Quelle: Mommsen, Die verspielte Freiheit, Berlin 1989
 
Zur "Rückwärtsrichtung" von Papen noch ein Nachtrag.

In den Kabinettssitzungen vom 30.1. und 31.1.1933 ging es vornehmlich um die Fragen,
ob die KPD trotz drohendem Generalstreik verboten werden soll,
wie die Fühlungsaufnahme mit dem Zentrum erfolgen und verlaufen soll,
wie ein Ermächtigungsgesetz und die "Vertagung" des Reichstages um ein Jahr zu erreichen ist,
und ob eine Neuwahl der Regierung Hitler die Mehrheit bringen würde.

Franz von Papen (Stellvertreter des Reichskanzlers Hitler und Reichskommissar für Preußen) äußerte sich am 31.1.1933 wie folgt:
"führte aus, es sei am besten, schon jetzt festzulegen, dass die kommende Wahl zum Reichstag die letzte sein solle und eine Rückkehr zum parlamentarischen System für immer zu vermeiden sei. Der Reichskanzler erklärte, er wolle folgende bindende Versprechungen abgeben:
a) Der Ausgang einer Neuwahl zum Reichstag solle keinen Einfluß auf die Zusammensetzung der jetzigen Reichsregierung haben
b) Die nun bevorstehende Wahl zum Reichstag solle die letzte Neuwahl sein. Die Rückkehr zum parlamentarischen System sei unbedingt zu vermeiden. ... Der Reichswirtschaftsminister und Reichsminister für Ernährung und Landwirtschaft wies darauf hin, dass es dringend geboten sei, möglichst bald in Preußen die sogenannte Hoheitsregierung Braun abzusetzen. ... Staatsekretär Meissner führte aus, dass es möglich sei, mit Hilfe einer Verordnung auf Grund des Art. 48 der Reichsverfassung den Preußischen Landtag aufzulösen."
 
Hm.

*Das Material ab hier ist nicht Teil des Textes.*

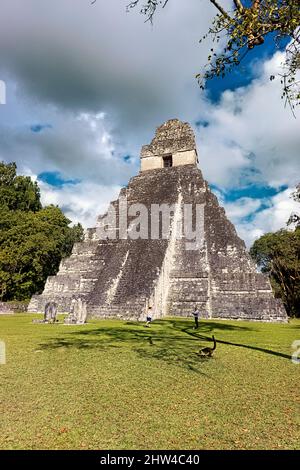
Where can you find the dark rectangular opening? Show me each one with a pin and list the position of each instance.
(168, 161)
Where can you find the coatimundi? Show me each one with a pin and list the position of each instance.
(208, 351)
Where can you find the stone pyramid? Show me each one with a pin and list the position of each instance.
(143, 252)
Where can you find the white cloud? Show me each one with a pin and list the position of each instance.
(82, 202)
(250, 130)
(104, 80)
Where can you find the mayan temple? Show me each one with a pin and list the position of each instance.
(139, 254)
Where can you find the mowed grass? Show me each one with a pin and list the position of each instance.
(118, 385)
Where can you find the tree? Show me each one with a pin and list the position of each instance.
(278, 254)
(33, 240)
(18, 192)
(243, 29)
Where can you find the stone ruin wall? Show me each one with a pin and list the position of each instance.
(120, 278)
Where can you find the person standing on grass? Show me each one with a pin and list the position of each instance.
(149, 316)
(196, 314)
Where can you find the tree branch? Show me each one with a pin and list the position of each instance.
(239, 5)
(221, 9)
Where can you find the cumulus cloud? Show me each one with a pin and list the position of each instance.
(250, 136)
(87, 85)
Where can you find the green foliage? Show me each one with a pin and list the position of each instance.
(244, 28)
(278, 254)
(32, 242)
(18, 192)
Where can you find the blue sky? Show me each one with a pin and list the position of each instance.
(84, 95)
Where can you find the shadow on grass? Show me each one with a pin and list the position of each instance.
(171, 341)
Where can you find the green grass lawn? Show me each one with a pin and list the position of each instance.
(118, 385)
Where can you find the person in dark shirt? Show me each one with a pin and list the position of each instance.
(196, 314)
(149, 316)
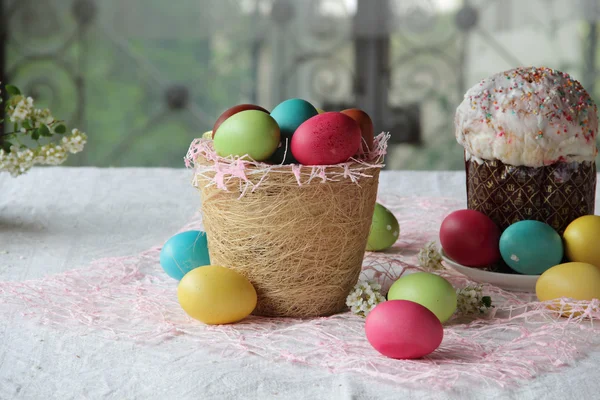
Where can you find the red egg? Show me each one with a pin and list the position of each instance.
(403, 329)
(366, 128)
(326, 139)
(234, 110)
(470, 238)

Das liest sich ja alles so, als ob von Papen auch auf die Errichtung einer Diktatur aus war. Das wurde in einer Doku im Fernsehen irgendwie anders dargestellt - so als ob von Papen Hitler irgendwie "zähmen" wollte, was sich als trügerisch erwies.
Wenn ich das aber richtig lese, dann war von Papen in Hitlers Pläne sogar sehr genau eingeweiht.
Soviel mal wieder zum Wahrheitsgehalt von manchen Fernseh-Dokus...
:motz:
 
Hm. Das liest sich ja alles so, als ob von Papen auch auf die Errichtung einer Diktatur aus war. Das wurde in einer Doku im Fernsehen irgendwie anders dargestellt - so als ob von Papen Hitler irgendwie "zähmen" wollte, was sich als trügerisch erwies.

Ich bin am Rätselraten, welche Haltung er hatte und wie das mit der protokollierten Äußerung zusammenpaßt.

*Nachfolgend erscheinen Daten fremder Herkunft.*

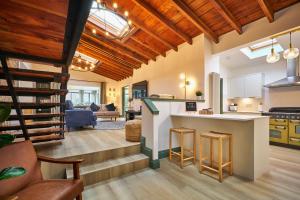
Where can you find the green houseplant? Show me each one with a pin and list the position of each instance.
(199, 95)
(6, 139)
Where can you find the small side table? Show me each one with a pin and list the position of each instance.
(130, 114)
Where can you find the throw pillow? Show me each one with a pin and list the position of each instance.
(69, 105)
(94, 107)
(111, 107)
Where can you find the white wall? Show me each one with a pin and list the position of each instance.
(288, 96)
(163, 74)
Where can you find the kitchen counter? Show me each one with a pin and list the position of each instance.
(250, 134)
(236, 117)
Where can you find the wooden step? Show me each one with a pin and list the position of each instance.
(36, 116)
(97, 172)
(107, 154)
(32, 125)
(46, 138)
(35, 76)
(33, 105)
(20, 91)
(39, 132)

ME am wahrscheinlichsten: Papen schwebte eine Art Präsidialherrschaft vor, zunächst naheliegend mit Hindenburg, weiter dürfte er nicht gedacht habe. Ich glaube nicht, dass die Abschaffung des parlamentarischen Systems mit Blick auf eine bedeutende Rolle Hitlers in Verbindung steht. Wenn man die Akten durchsieht, geht es ihm in den Tagen in den Sitzungen ständig um die Abschaffung der preußischen Regierung, wobei er fast penetrant den Vorschlag einbringt, Hindenburg solle die Regierung abrufen und sich zum preußischen Staatsoberhaupt erklären. Die Einwürfe wurden als nicht machbar vom Kabinett abgelehnt. Dies wirft aber ein Schlaglicht auf die Rolle des Reichspräsidenten, die Papen vorschwebte.

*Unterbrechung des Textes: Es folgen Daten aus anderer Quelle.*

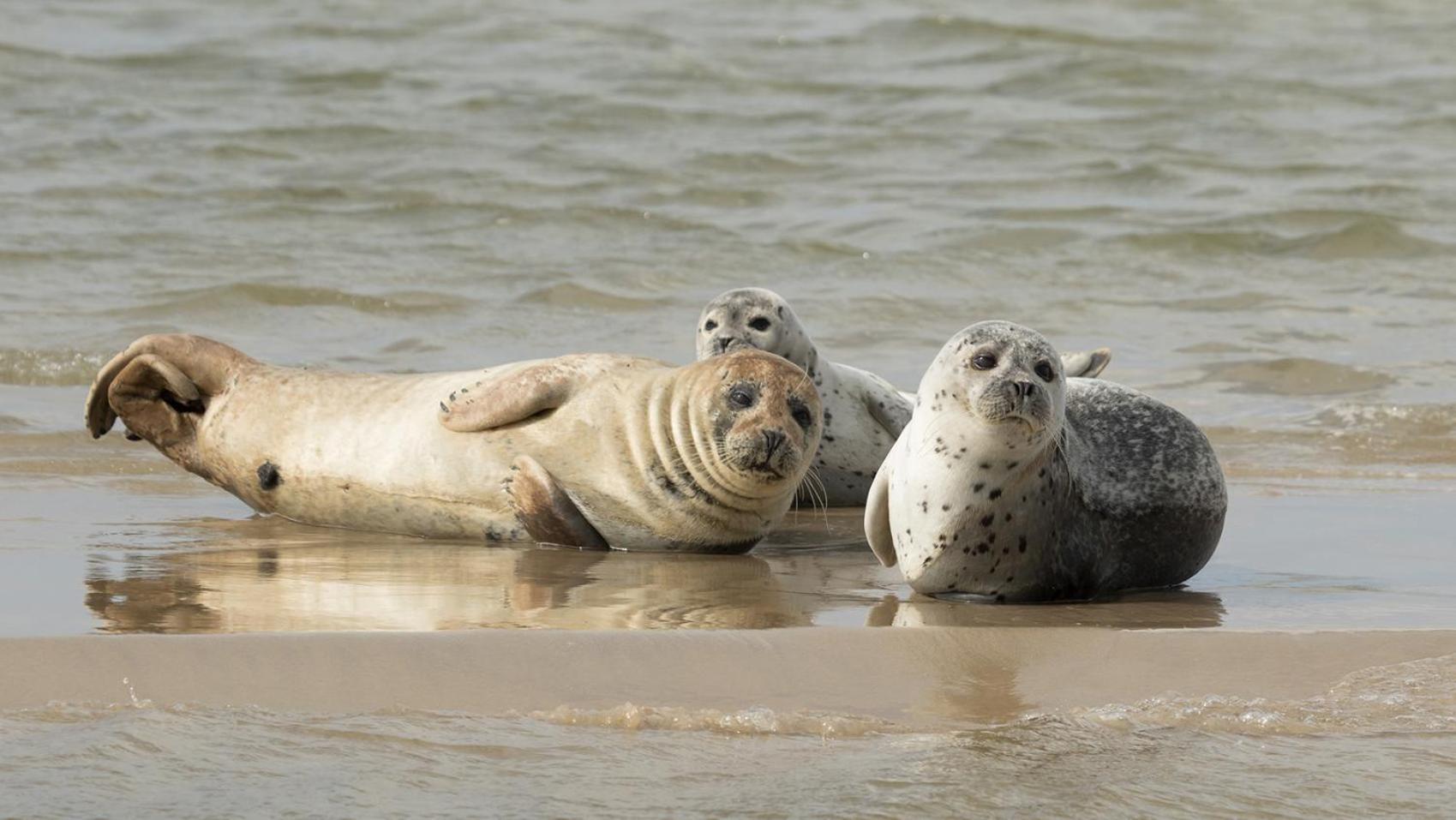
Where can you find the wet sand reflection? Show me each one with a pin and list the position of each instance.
(270, 576)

Aus einer Göring-Biographie (der hier auch Drähte zog, insbesondere zu Hindenburg und seinem Umfeld) wird eine Charakterisierung abgegeben, die man aber sicherlich vorsichtig anfassen muss:
1. Papen sei von Haß gegen Schleicher zerfressen gewesen.
2. Papen sei jedenfalls Anfang 1933 von der Notwendigkeit der Abschaffung des Reichstages überzeugt gewesen, und strebe eine Zementierung des Zustandes an, bei dem der Reichspräsident mit einem selbsterwählten Reichskanzler regiere.
3. Papen habe ein Problem mit Preußen und der Regierung, die dem mit Schleicher in nichts nachstehen würde. In den Akten vom Februar 1933 kommt das drastisch und mehrfach zum Ausdruck: "die Regierung dort muss beseitigt werden."
4. Papen war davon überzeugt, bei Hindenburg die stärkere Position zu haben, was für ihn eine Perspektive für eine erneute Kanzlerschaft dargestellt haben müßte.

Das alles scheinen mit in der Tendenz richtige Hinweise für Papens Konzept zu sein.